From the New York Times: Ignored for Decades, Insect Fossil is Declared World's Oldest. "Scientists say they have discovered the world's oldest known insect fossil — a 400 million-year-old set of minuscule jaws that lay unrecognized for nearly a century in a lonely drawer at the Natural History Museum in London. The findings, being published on Thursday in the journal Nature, pushes the date for the appearance of insects, one of the most successful life forms on earth, some 10 million to 20 million years back in the fossil record. And they suggest that insects were among the first animals to live on land. The authors also argue that these ancient insects flew. If true, that would mean that flight — one of life's most important and vigorously investigated evolutionary innovations — evolved much earlier than suspected, 70 million years before the oldest fossilized insect wing.

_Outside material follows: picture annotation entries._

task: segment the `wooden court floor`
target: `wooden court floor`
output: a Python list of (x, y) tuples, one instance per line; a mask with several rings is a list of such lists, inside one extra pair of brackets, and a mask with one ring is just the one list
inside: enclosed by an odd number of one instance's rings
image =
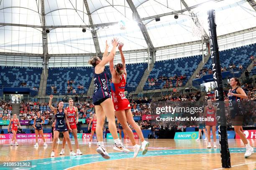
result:
[[(86, 139), (79, 139), (81, 151), (84, 155), (69, 156), (67, 145), (65, 154), (59, 153), (61, 142), (57, 145), (55, 157), (50, 158), (52, 140), (46, 141), (49, 146), (44, 147), (42, 141), (37, 148), (33, 147), (34, 139), (18, 140), (18, 146), (9, 145), (10, 140), (0, 140), (0, 158), (1, 161), (21, 161), (31, 160), (30, 168), (13, 169), (23, 170), (215, 170), (222, 169), (219, 149), (207, 149), (207, 141), (194, 140), (149, 139), (148, 151), (144, 155), (141, 151), (136, 158), (133, 152), (120, 153), (113, 149), (113, 141), (105, 140), (105, 145), (110, 155), (110, 160), (105, 160), (96, 152), (95, 139), (91, 145)], [(248, 140), (256, 150), (256, 140)], [(61, 139), (62, 140), (62, 139)], [(137, 143), (139, 141), (137, 141)], [(76, 151), (74, 141), (72, 148)], [(130, 143), (125, 143), (127, 148), (132, 151)], [(217, 141), (217, 143), (218, 143)], [(228, 140), (230, 152), (230, 170), (256, 169), (256, 154), (245, 158), (245, 148), (240, 140)], [(4, 169), (0, 168), (1, 169)]]

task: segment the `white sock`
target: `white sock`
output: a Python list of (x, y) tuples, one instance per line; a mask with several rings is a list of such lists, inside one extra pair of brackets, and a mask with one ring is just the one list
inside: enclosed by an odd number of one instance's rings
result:
[(98, 142), (98, 143), (99, 143), (99, 145), (100, 146), (103, 146), (103, 147), (104, 147), (104, 142), (102, 141), (102, 142)]
[(114, 139), (114, 141), (115, 141), (115, 143), (116, 145), (121, 145), (121, 141), (120, 141), (120, 139), (119, 138)]
[(250, 145), (250, 144), (249, 144), (249, 143), (246, 145), (246, 148), (251, 148), (251, 146)]

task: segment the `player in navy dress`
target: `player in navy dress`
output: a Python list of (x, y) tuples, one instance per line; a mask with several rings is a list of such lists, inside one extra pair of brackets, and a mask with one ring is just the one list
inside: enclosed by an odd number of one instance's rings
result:
[[(239, 80), (236, 78), (233, 78), (230, 81), (230, 85), (232, 88), (229, 90), (228, 96), (229, 100), (229, 108), (230, 108), (231, 119), (236, 124), (241, 124), (243, 120), (243, 110), (241, 108), (241, 101), (242, 99), (247, 98), (246, 94), (243, 90), (238, 86), (240, 86)], [(239, 135), (242, 141), (246, 145), (246, 151), (244, 154), (246, 158), (249, 157), (253, 153), (253, 148), (250, 145), (247, 140), (243, 134), (243, 127), (241, 126), (234, 126), (235, 131), (236, 134)]]
[(62, 101), (59, 102), (58, 108), (55, 108), (51, 105), (51, 100), (53, 98), (53, 95), (51, 95), (50, 96), (50, 100), (49, 101), (49, 107), (54, 112), (54, 117), (56, 122), (55, 123), (55, 130), (54, 132), (54, 140), (52, 142), (52, 151), (51, 154), (51, 157), (54, 156), (54, 150), (56, 148), (56, 143), (59, 138), (59, 133), (62, 133), (64, 138), (66, 138), (70, 150), (70, 155), (76, 155), (77, 154), (72, 150), (69, 135), (68, 131), (68, 128), (71, 132), (72, 132), (72, 129), (70, 128), (69, 126), (67, 116), (67, 110), (64, 110), (63, 108), (64, 102)]
[(92, 100), (95, 106), (97, 125), (96, 128), (96, 136), (99, 147), (97, 151), (104, 158), (110, 158), (104, 147), (103, 142), (102, 128), (105, 122), (105, 117), (108, 120), (108, 128), (115, 141), (114, 148), (122, 152), (128, 152), (129, 150), (122, 147), (118, 138), (115, 126), (115, 110), (114, 105), (110, 98), (108, 74), (105, 69), (105, 65), (114, 58), (116, 49), (119, 42), (117, 39), (112, 41), (113, 48), (108, 55), (108, 45), (106, 41), (106, 48), (103, 55), (102, 60), (97, 56), (92, 58), (89, 63), (93, 67), (93, 80), (95, 89), (92, 95)]
[(33, 127), (35, 128), (35, 133), (36, 133), (36, 145), (34, 145), (34, 147), (38, 147), (38, 135), (41, 135), (41, 138), (44, 141), (44, 146), (47, 146), (48, 145), (45, 142), (45, 139), (44, 136), (44, 132), (43, 131), (42, 123), (44, 123), (44, 118), (43, 116), (40, 115), (40, 112), (38, 112), (36, 116), (35, 117), (34, 119), (34, 124)]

Scientists say the finding puts insects, already recognized as the earliest animal fliers, up in the air a good 170 million years before anything else, even flying dinosaurs." Wow!

February 10, 2004

From the BBC - Earth 'shook off' ancient warming "UK scientists claim they now know how Earth recovered on its own from a sudden episode of severe global warming at the time of the dinosaurs.... Rock erosion may have leached chemicals into the sea, where they combined with carbon dioxide, causing levels of the greenhouse gas to fall worldwide."